Öğretide şubelerin devrinde BK m. 202’nin uygulanabileceği kabul edilmektedir[5]. Dolayısıyla şube niteliğinde bulunmayan bir işletme biriminin devrine BK m. 202 uygulanamaz[6]. Çünkü bu hükümden doğan sorumluluk, devralınan malvarlığı unsurunun ticari bir organizasyon içerisinde iktisadi bütünlük taşıması ve bu çerçevede, devralınan pasiflerin bu işletme birimine bağlanmasını gerektirmektedir. Ticari işletmenin pasiflerinin, başka bir ifadeyle borçlarının devralınabilmesi için her şeyden önce bunlar ile işletme birimi arasında bağlantı bulunmalıdır. Nitekim BK m. 202’de gerçek veya tüzel kişi olarak devredenin bütün borçlarından değil, devredilen ticari işletmenin borçlarından söz edilmektedir. Bu açıdan borç ile ticari işletme birimi arasında bir bağlantı sağlayacak bağımsızlık ve organizasyon unsuru olmadan, BK m. 202’den kaynaklanan sorumluluk doğmaz. Aksi takdirde, bir ticaret şirketine ait bağımsız olmayan bir işletme biriminin, örneğin bir irtibat bürosunun devrinde, devralanın ticaret şirketinin bütün borçlarından sorumlu olması gibi asla kabul edilemeyecek bir sonuç ortaya çıkar.

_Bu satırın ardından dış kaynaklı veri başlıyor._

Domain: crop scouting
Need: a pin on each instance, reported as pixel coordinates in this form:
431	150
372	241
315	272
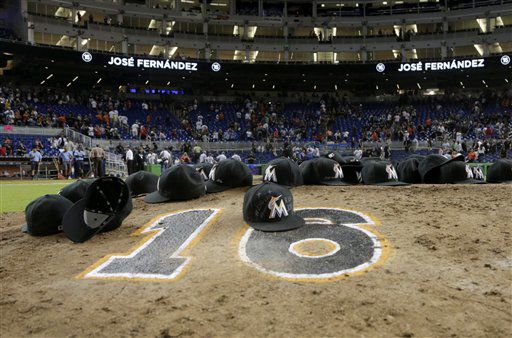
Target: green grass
15	195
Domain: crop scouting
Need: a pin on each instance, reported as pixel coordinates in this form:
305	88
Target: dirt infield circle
444	269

Türk hukukunda, işletmenin devrinde pasiflerin ne şekilde devredilmiş sayılacağı konusunda görüş birliği bulunmamaktadır. Öğretideki hâkim görüşe göre, BK m. 202/I’in lafzına işaret ederek pasiflerin devri için devralan tarafından alacaklılara ihbarda bulunma şartını aramaktadır[7]. Bu görüşe göre ihbarda bulunulmaz ise pasiflerin külli olarak nakli gerçekleşmez. Gerçekten de BK m. 202/I uyarınca, “Bir malvarlığını veya bir işletmeyi aktif ve pasifleri ile birlikte devralan, bunu alacaklılara bildirdiği veya ticari işletmeler için Ticaret Sicili Gazetesinde, diğerleri için Türkiye genelinde dağıtımı yapılan gazetelerden birinde yayımlanacak ilanla duyurduğu tarihten başlayarak, onlara karşı malvarlığındaki veya işletmedeki borçlardan sorumlu olur”. Bu görüş ilk tahlilde alacaklıları korumadığı, ihbarda bulunma keyfiyetinin devralana bırakıldığı için eleştirilebilir. Fakat BK m. 202/I’de yer alan ihbar şartının, İİK m. 280’de yer alan tasarrufun iptali davalarıyla birlikte yorumlanması maddi ve şekli hukuk açısından uyumlu bir bütün ortaya koymaktadır. Çünkü ihbarda bulunulmadığında BK m. 202’den ötürü sorumluluk doğmasa da, aktiflerin devri İİK m. 280 uyarınca iptale tabi bir tasarruf olarak ortaya çıkmaktadır. Böylece alacaklılar için ticari işletmenin cebri icra hukuku açısından alacağın tahsili için karşılık oluşturma ilkesi, zaten İİK m. 280’de yer alan tasarrufun iptali davasıyla korunmuş olmaktadır.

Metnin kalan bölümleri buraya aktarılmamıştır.